Computational investigation of CO2 hydrogenation and electrochemical reduction to formic acid and methanol using chalcogen-doped nitrogen-graphene nanoflake as a metal-free catalyst.

Clean fuel production and pollutant removal are critical industrial challenges. This study presents a model for CO2 adsorption, focusing on non-metallic, biocompatible catalysts. We demonstrate the potential of chalcogen-doped graphene nanoflake modified with pyridinic nitrogen atoms as biocompatible catalysts for hydrogenating CO2 to formic acid and methanol. Using dispersion-corrected density functional theory, the catalytic hydrogenation and electrochemical reduction of CO2 over single chalcogen atoms (Se, Te) embedded in nitrogen-doped graphene nanoflake were analyzed. High hybridization between Se/Te and N states near the Fermi level stabilizes the chalcogen atoms on the graphene nanoflake.

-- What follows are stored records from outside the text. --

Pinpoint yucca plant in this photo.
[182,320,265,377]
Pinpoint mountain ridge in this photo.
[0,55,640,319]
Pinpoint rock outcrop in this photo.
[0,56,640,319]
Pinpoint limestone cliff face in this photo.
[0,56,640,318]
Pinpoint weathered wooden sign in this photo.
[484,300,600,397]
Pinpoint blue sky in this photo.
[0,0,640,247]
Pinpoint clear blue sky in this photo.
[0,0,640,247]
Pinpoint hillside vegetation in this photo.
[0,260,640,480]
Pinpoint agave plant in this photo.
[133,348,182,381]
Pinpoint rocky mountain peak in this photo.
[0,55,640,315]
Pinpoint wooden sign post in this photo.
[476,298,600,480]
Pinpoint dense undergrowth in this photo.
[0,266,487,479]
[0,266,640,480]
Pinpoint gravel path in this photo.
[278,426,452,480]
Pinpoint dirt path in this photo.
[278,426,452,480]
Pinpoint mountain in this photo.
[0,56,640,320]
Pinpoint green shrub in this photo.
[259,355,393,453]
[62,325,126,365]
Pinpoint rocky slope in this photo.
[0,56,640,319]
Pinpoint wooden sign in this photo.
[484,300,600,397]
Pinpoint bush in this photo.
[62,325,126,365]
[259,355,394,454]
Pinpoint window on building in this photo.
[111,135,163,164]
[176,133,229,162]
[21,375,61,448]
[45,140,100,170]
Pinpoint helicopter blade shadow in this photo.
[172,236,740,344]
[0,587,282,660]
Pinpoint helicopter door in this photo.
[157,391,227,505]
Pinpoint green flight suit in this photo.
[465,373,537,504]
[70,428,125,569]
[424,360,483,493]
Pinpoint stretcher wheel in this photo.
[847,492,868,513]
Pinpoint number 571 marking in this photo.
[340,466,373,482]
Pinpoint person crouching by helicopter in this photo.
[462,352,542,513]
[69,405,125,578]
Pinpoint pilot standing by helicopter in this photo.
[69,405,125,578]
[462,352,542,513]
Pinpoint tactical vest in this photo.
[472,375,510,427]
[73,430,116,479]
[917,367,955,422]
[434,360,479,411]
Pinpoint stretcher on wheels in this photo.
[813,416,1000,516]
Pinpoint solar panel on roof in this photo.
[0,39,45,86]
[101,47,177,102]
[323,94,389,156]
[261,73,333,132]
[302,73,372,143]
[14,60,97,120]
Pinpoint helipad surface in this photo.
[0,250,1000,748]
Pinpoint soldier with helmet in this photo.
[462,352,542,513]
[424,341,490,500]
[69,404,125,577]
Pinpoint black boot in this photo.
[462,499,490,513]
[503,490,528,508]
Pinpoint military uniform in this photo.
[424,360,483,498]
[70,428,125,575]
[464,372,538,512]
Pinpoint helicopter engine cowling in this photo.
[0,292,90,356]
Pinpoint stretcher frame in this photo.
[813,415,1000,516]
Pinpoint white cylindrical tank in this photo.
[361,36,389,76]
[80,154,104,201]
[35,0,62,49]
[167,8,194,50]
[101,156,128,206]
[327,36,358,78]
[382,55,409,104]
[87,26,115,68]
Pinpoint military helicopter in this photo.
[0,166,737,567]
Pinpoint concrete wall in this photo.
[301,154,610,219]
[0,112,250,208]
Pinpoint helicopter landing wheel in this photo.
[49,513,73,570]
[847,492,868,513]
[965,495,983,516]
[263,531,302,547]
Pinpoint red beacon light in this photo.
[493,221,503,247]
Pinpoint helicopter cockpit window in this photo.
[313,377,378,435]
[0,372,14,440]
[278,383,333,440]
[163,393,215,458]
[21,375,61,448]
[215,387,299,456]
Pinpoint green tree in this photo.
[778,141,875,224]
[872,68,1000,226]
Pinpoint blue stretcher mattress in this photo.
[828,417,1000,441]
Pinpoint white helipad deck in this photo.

Se-doped nitrogen-containing graphene nanoflake exhibits lower energy barriers and higher catalytic performance than Te, facilitating CO2 conversion to formic acid and methanol with improved stability. Migration barriers, electronic structures, and adsorption energies highlight Se-doped nitrogen-containing graphene nanoflake as an efficient catalyst for CO2 hydrogenation and electrochemical reduction at room temperature. In particular, Se doping not only stabilizes the material but also improves catalytic performance for the selective production of CO/CH3OH. This work introduces Se-doped nitrogen-containing graphene nanoflake as a promising non-metal biocompatible catalyst.